Status change unacceptable

I was appalled to hear reports of the possible reduction in Accident and Emergency Services at Scarborough Hospital by North Yorkshire and York Primary Care Trust as part of an attempt to reduce their present financial deficit, which is currently well in excess of £19m.

Until June 30, 2012, I was chairman of Scarborough and North East Yorkshire Healthcare Trust (SNEY), and I led a strategy to eliminate the historic debt of that trust, and also to provide £20m of fresh capital with some revenue support for the next four years. This was achieved through a merger with York Hospital Foundation Trust, with support from the Strategic Health Authority (SHA), and the Primary Care Trust (PCT) indicated their full support. I left my position feeling satisfied that SNEY faced a fair and sustainable position in the local health economy.

A key principle behind this policy was the agreed retention of an A&E Department at Scarborough, and this gives that hospital the status of a District General Hospital that is so vital for East Coast and Ryedale residents. A discussion about any options for change in this status is totally unacceptable, as public consultations took place that reflected that commitment by all parties.

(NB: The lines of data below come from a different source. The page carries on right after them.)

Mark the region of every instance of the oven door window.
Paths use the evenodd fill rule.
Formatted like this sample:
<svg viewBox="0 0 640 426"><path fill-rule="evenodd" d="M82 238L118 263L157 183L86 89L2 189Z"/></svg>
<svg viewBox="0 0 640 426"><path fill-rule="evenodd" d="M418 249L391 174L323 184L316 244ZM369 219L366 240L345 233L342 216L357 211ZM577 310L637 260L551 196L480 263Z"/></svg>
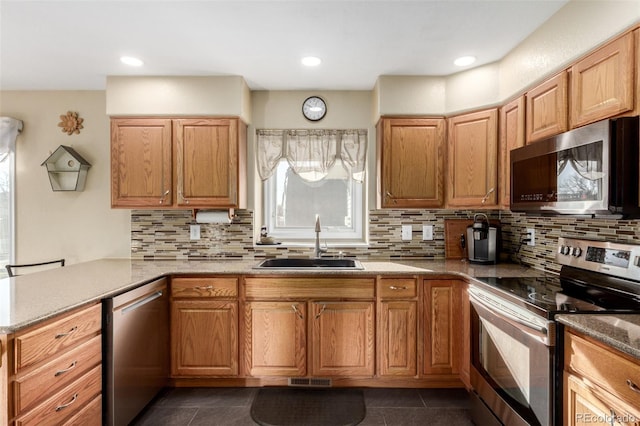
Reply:
<svg viewBox="0 0 640 426"><path fill-rule="evenodd" d="M517 203L602 203L603 142L515 161L513 200Z"/></svg>
<svg viewBox="0 0 640 426"><path fill-rule="evenodd" d="M474 304L471 312L475 370L529 424L550 424L554 348L496 312Z"/></svg>

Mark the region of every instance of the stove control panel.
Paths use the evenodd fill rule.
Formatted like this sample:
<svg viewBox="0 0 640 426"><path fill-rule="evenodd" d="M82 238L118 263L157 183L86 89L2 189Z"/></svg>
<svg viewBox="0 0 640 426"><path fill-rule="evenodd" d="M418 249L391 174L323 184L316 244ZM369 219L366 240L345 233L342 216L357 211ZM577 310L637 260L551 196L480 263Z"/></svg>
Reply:
<svg viewBox="0 0 640 426"><path fill-rule="evenodd" d="M556 261L561 265L640 281L640 245L560 237Z"/></svg>

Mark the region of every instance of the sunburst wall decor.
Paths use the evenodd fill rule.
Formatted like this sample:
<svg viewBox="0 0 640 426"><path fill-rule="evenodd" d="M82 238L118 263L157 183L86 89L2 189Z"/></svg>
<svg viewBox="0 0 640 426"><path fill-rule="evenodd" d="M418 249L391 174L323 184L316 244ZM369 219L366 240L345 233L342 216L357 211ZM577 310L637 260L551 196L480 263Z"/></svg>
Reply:
<svg viewBox="0 0 640 426"><path fill-rule="evenodd" d="M82 122L84 118L78 117L77 112L67 111L67 115L61 115L58 127L62 127L62 131L68 135L80 134L80 129L84 128Z"/></svg>

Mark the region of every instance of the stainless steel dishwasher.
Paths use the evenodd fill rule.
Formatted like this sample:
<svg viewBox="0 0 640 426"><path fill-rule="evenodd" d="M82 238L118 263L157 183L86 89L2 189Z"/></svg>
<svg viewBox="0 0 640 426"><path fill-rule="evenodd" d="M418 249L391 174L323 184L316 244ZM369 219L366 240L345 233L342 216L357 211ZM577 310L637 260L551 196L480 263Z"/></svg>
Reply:
<svg viewBox="0 0 640 426"><path fill-rule="evenodd" d="M105 425L129 424L167 384L167 293L162 278L103 301Z"/></svg>

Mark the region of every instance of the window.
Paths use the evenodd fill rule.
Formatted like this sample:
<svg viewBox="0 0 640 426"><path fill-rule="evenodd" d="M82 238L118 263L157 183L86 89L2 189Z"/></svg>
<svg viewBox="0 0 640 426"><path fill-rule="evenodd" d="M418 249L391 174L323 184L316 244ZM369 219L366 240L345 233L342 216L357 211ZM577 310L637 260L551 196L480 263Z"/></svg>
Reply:
<svg viewBox="0 0 640 426"><path fill-rule="evenodd" d="M366 241L366 131L258 131L263 225L285 242Z"/></svg>
<svg viewBox="0 0 640 426"><path fill-rule="evenodd" d="M264 183L264 224L277 240L311 240L319 215L323 240L362 242L362 187L362 182L350 178L340 160L327 177L308 182L282 159Z"/></svg>
<svg viewBox="0 0 640 426"><path fill-rule="evenodd" d="M0 161L0 266L13 263L13 200L15 155L11 152ZM7 276L0 269L0 278Z"/></svg>
<svg viewBox="0 0 640 426"><path fill-rule="evenodd" d="M14 260L15 142L22 121L0 117L0 265ZM0 278L7 276L0 269Z"/></svg>

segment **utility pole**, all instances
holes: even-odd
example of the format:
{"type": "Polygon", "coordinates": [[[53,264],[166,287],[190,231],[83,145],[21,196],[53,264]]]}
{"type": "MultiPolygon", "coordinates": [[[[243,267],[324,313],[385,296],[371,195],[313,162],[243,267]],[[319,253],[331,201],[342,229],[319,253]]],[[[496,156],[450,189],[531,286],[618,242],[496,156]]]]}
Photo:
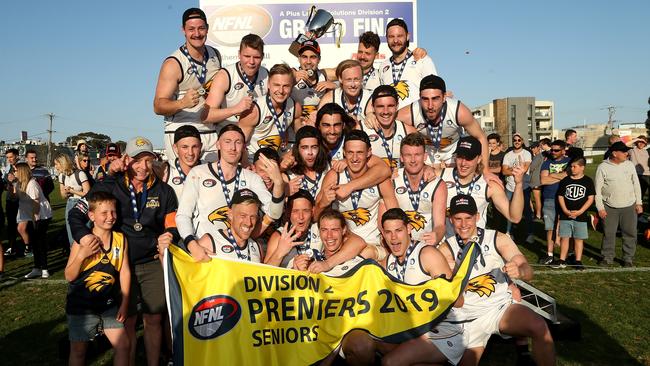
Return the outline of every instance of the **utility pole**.
{"type": "Polygon", "coordinates": [[[50,128],[47,130],[48,138],[47,138],[47,169],[50,169],[52,167],[52,133],[54,130],[52,130],[52,123],[54,122],[54,113],[48,113],[46,114],[50,118],[50,128]]]}

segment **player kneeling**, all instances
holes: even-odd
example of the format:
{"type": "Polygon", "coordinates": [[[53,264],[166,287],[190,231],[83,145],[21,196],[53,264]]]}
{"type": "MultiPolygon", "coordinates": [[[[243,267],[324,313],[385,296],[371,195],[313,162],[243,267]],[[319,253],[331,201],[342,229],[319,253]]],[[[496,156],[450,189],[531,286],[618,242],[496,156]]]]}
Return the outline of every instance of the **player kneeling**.
{"type": "Polygon", "coordinates": [[[477,242],[481,256],[472,268],[464,304],[454,309],[464,324],[467,350],[462,365],[478,365],[492,334],[531,337],[537,365],[554,365],[553,338],[546,322],[529,308],[513,301],[510,279],[530,280],[533,271],[517,245],[505,234],[478,228],[478,210],[471,196],[457,195],[449,206],[454,236],[440,251],[453,263],[468,242],[477,242]]]}
{"type": "MultiPolygon", "coordinates": [[[[436,277],[451,278],[445,257],[433,246],[411,239],[408,215],[393,208],[381,218],[382,235],[390,254],[381,265],[403,281],[415,285],[436,277]]],[[[462,304],[462,297],[457,301],[462,304]]],[[[426,334],[402,344],[389,344],[361,330],[343,338],[341,355],[351,365],[372,365],[376,353],[383,355],[382,365],[457,364],[465,350],[462,328],[448,322],[437,324],[426,334]]]]}

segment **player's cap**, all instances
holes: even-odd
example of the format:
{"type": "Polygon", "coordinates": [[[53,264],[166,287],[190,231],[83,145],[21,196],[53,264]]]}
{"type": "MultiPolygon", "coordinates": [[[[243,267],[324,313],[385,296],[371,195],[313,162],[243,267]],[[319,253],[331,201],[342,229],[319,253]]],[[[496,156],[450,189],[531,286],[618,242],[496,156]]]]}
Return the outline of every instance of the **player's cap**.
{"type": "Polygon", "coordinates": [[[108,145],[106,145],[106,156],[119,157],[120,155],[121,155],[120,147],[116,143],[111,142],[108,145]]]}
{"type": "Polygon", "coordinates": [[[438,75],[427,75],[420,80],[420,91],[426,89],[438,89],[443,93],[447,92],[445,81],[438,75]]]}
{"type": "Polygon", "coordinates": [[[183,13],[183,26],[185,26],[185,22],[190,19],[203,19],[206,24],[208,23],[208,18],[205,16],[203,10],[199,8],[189,8],[185,10],[183,13]]]}
{"type": "Polygon", "coordinates": [[[174,143],[177,143],[186,137],[196,137],[200,140],[201,134],[199,133],[199,130],[192,125],[182,125],[174,131],[174,143]]]}
{"type": "Polygon", "coordinates": [[[475,215],[478,213],[478,208],[476,208],[476,201],[472,196],[466,194],[458,194],[452,197],[451,202],[449,203],[449,214],[455,215],[457,213],[468,213],[470,215],[475,215]]]}
{"type": "Polygon", "coordinates": [[[481,141],[474,136],[461,137],[458,140],[455,154],[465,159],[474,159],[481,155],[481,141]]]}
{"type": "Polygon", "coordinates": [[[257,194],[248,188],[242,188],[238,191],[235,191],[235,194],[232,196],[232,200],[230,200],[230,207],[239,205],[241,203],[255,203],[258,206],[262,205],[262,201],[260,201],[259,197],[257,197],[257,194]]]}
{"type": "Polygon", "coordinates": [[[316,42],[316,41],[312,41],[312,40],[304,41],[300,45],[300,48],[298,49],[298,54],[302,55],[302,53],[307,51],[307,50],[313,51],[315,54],[320,56],[320,46],[318,45],[318,42],[316,42]]]}
{"type": "Polygon", "coordinates": [[[153,152],[153,145],[151,144],[151,141],[141,136],[134,137],[129,140],[129,142],[126,143],[126,149],[124,149],[124,153],[132,158],[143,153],[149,153],[154,156],[156,155],[153,152]]]}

The effect on local residents, patients and staff is quite unacceptable, and everyone should resist such a change. The Midwifery led maternity unit is another success story for SNEY, and any threats to this service should also be resisted.

Both the PCT and SHA are due for abolition at March 31, 2013, and their contracting role will be undertaken by several GP led commissioning groups in Yorkshire. I feel that it is a bad policy for these organisations to commence their activities with an indebted disadvantage, and the correct action would be for the Department of Health to write off any such inherited debt, so that PCTs do not engage in the type of panic solutions currently under discussion. Failure to do so is a constant cause of future financial difficulty and variation in equality of health care provision, by successor organisations.